Wir kamen heute zufällig auf das Thema. Sie erzählte, sie habe noch Schmuck, ob ich den haben möchte, oder meine Liebste. Ich hab ihr meine Schmuckschatulle gezeigt und auch das wunderbare Collier, das meine Liebste mir geschenkt hat (auf dem Avatarbild). "Hach, das hätte ich nie gedacht, dass dir sowas gefällt".
Ich hab sie dann mal bezüglich nicht-binär auf Stand gebracht und auch von den Hormonen erzählt. Und nicht nur freut sie sich für mich, dass ich mehr ich selbst sein kann(*), sie findet auch, dass ich entspannter sei und besser drauf. Und sie hat erzählt, dass meine Eltern meinen bürgerlichen Namen bewusst uneindeutig gewählt haben. Sie hat auch immer vermieden, mich auf irgendeine Rolle festzulegen - und bereits gemerkt, dass ich mich nicht "standard-männlich" entwickle, als ich ca. 13 war. Allerdings hatte sie damals weder Namen noch Konzept dafür. Was Transidentität bedeutet hat sie praktisch erst über eine Freundin von mir erfahren.

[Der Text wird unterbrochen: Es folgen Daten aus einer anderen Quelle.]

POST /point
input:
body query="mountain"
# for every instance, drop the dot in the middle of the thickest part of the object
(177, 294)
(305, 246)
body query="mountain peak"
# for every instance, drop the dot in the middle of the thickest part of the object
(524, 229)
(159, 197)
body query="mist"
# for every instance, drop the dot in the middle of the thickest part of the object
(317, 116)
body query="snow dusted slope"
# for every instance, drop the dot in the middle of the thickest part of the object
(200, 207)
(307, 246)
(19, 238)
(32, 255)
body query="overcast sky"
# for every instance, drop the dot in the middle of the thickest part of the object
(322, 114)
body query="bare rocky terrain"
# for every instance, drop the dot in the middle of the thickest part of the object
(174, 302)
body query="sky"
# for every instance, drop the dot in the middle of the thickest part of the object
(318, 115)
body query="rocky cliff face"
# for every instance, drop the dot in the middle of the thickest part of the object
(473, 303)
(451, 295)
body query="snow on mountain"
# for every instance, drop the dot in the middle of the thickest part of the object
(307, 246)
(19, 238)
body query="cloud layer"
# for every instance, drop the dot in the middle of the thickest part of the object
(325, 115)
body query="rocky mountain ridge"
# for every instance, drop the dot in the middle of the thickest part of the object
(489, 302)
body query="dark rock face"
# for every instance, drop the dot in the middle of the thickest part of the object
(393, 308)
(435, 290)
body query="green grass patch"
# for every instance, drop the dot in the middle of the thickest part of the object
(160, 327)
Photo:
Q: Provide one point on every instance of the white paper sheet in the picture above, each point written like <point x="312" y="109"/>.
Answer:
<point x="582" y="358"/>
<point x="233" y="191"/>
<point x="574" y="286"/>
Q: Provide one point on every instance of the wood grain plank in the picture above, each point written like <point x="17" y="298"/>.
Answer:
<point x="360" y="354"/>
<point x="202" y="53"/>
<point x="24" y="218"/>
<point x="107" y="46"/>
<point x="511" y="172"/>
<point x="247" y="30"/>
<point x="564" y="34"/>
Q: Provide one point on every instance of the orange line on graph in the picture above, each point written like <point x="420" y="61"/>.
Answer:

Anyway. Ich bin ziemlich geflasht davon, was ich für eine prima Mutter habe. Es war schön, das mit ihr auszutauschen und mich bei ihr zu bedanken, dass sie meine Eigenarten immer wunderbar unterstützt hat
Jaddy / Kai
(*) Klar hat sie wegen der Hormone die Stirn gerunzelt, aber sie vertraut unserer Umsicht.